13th Annual Conference of the International Speech Communication Association

Portland, OR, USA
September 9-13, 2012

Pitch-Scaled Analysis based Residual Reconstruction for Speech Analysis and Synthesis

Zhengqi Wen (1), Hideki Kawahara (2), Jianhua Tao (1)

(1) National Laboratory of Pattern Recognition, Institute of Automation, Chinese Academy of Sciences, Beijing, China
(2) Faculty of Systems Engineering, Wakayama University, Wakayama, Japan

The typical problem in LPC-like vocoder is buzzing sound which is mainly due to the simple pulse train or noise excitation model. One way to improve it is to reconstruct the residual obtained from inverse filtering. So a new parametric representation of speech based on pitch-scaled analysis is proposed in this paper. Pitch-scaled analysis is used to extract the periodic spectrum of residual with half pitch period length. Then these periodic spectrums are decorrelated by principal component analysis (PCA) to reduce their dimension.

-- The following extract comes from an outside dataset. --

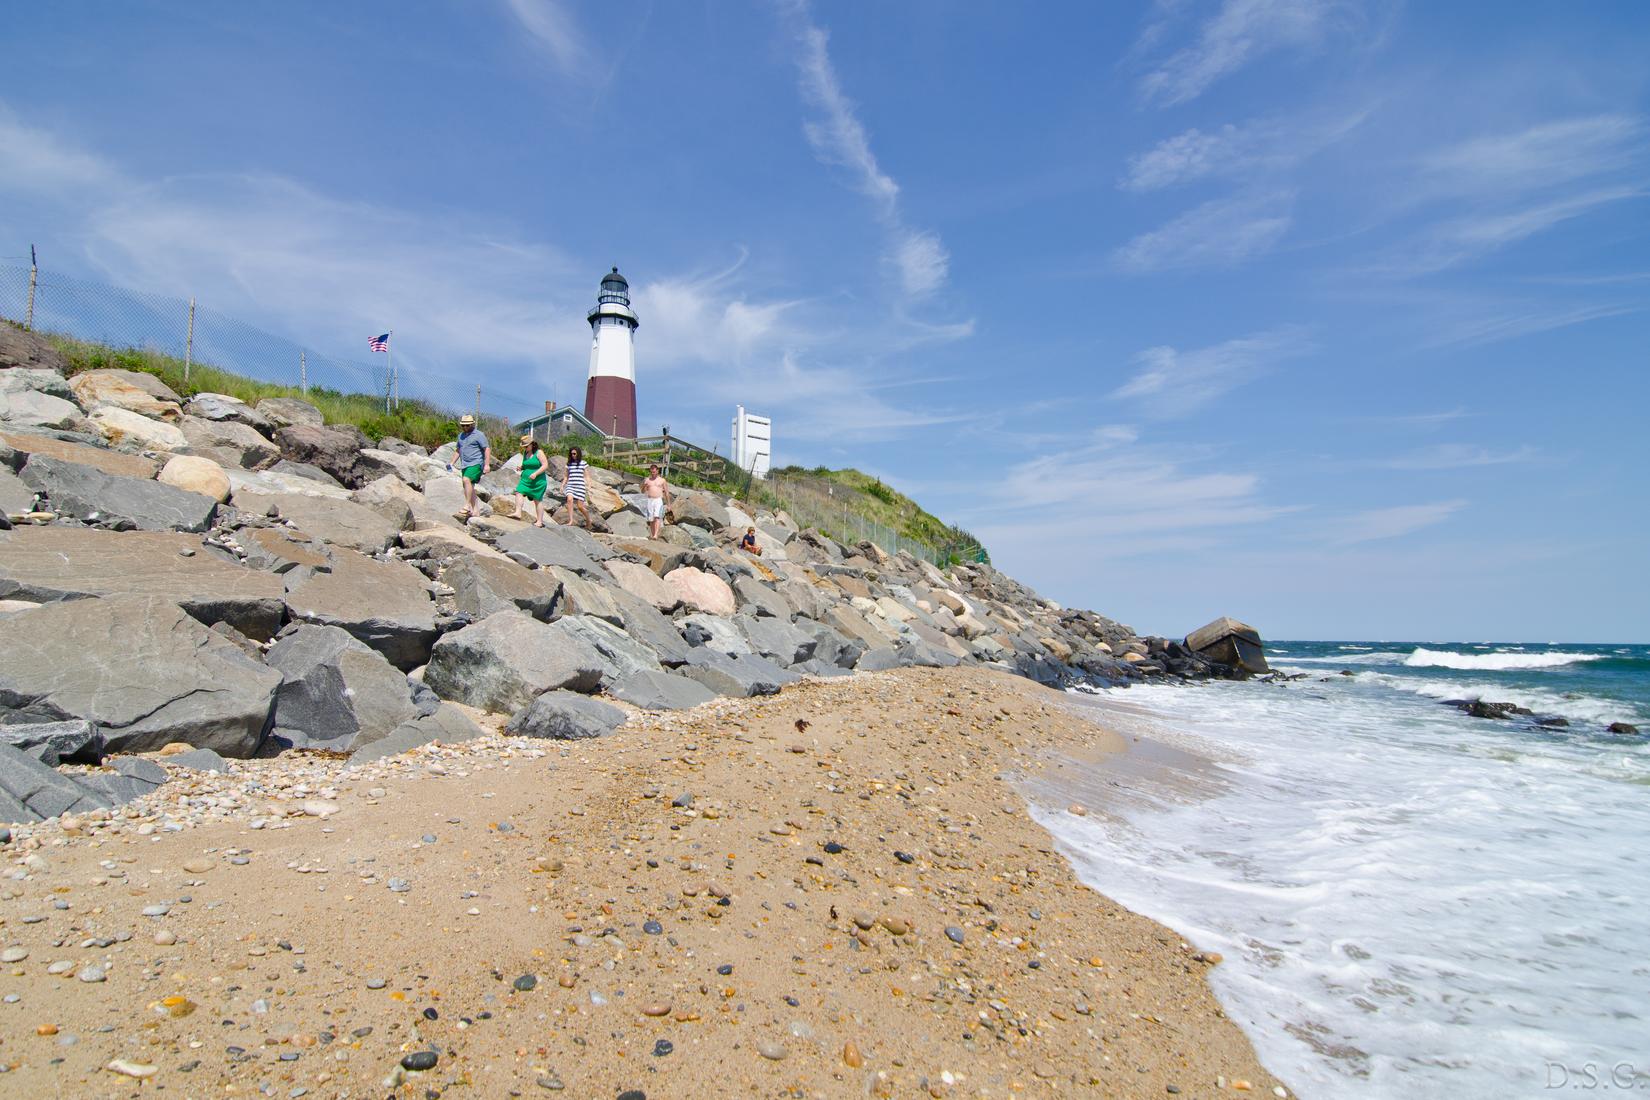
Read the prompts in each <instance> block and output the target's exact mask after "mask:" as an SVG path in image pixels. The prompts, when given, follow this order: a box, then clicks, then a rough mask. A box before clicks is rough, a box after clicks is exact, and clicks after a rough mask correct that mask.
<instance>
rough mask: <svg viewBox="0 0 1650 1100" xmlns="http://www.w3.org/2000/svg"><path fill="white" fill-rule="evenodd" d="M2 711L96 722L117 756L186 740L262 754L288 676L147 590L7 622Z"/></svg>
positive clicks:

Aperiodic measure is defined as the harmonic-to-noise ratio in the frequency domain where voicing cut-off frequency (VCO) is used to control the smoothness of aperiodicity. Periodic spectrum and aperiodic measure together with F0 are indicated as excitation parameters in the proposed LPC vocoder. Experimental results show that this proposed vocoder can get a mean opinion score (MOS) of 4.1 for a female voice before dimensionality reduction and keep the high-quality property after parameter compression.

Index Terms: speech parametric representation, pitch-scaled analysis, voicing cut-off frequency, principal component analysis

Full Paper

Bibliographic reference.  Wen, Zhengqi / Kawahara, Hideki / Tao, Jianhua (2012): "Pitch-scaled analysis based residual reconstruction for speech analysis and synthesis", In INTERSPEECH-2012, 374-377.